I ruffle a lot of feathers when I say I like to serve my husband or that taking care of the house is my responsibility. People are quick to disagree—telling me I should not be serving my husband, that as equals our roles should look exactly the same. But a random conversation with my husband the other day highlighted exactly why equal doesn’t mean the same and that it’s OK.
We were having a conversation about my husband’s job and the fact that he works so hard and it takes up so much of his day. He then said, “But I take great pride in being able to provide for this family.”
My immediate reaction was, “I know, and we are so grateful for that.” But then I pointed out that his feelings are exactly the same as when I say, “I take great pride in keeping the house clean and running smoothly.”
His reaction? “I know.”
That’s why we work as a team, why we are stronger together.
My husband and I were brought together by God, joined as partners who should love, support, and serve each other 150%. I am not just called to serve him; we are called to serve each other.

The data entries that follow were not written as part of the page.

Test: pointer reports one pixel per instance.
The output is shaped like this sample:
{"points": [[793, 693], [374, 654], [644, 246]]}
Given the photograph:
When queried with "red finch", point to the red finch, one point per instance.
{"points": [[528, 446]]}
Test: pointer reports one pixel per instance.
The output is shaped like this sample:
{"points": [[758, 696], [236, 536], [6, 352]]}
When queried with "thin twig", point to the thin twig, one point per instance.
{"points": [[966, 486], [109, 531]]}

We each fulfill a vital role in our family structure—each role is equally important even though they look drastically different.
My husband works harder than anyone I know to be successful in his career and provide financially for our family. After working long days, he comes home and prioritizes spending quality time with the family.
I work all day at home, taking care of the kids, cooking, cleaning, managing our schedule, and planning our activities.
By keeping things running smoothly at home, it allows my husband to focus on his job without worrying about things at home.
By working hard to provide, it allows me to stay home and focus on our babies and the house without worrying about finances.
If you asked my husband to stay home, he wouldn’t thrive. He is meant to work outside the home.
If you asked me to work outside of the home, I wouldn’t thrive. I was meant to be a homemaker.
One role is not better or more important than the other. Both are necessary to make a whole—to create a healthy, functioning, and thriving family that has all its needs met.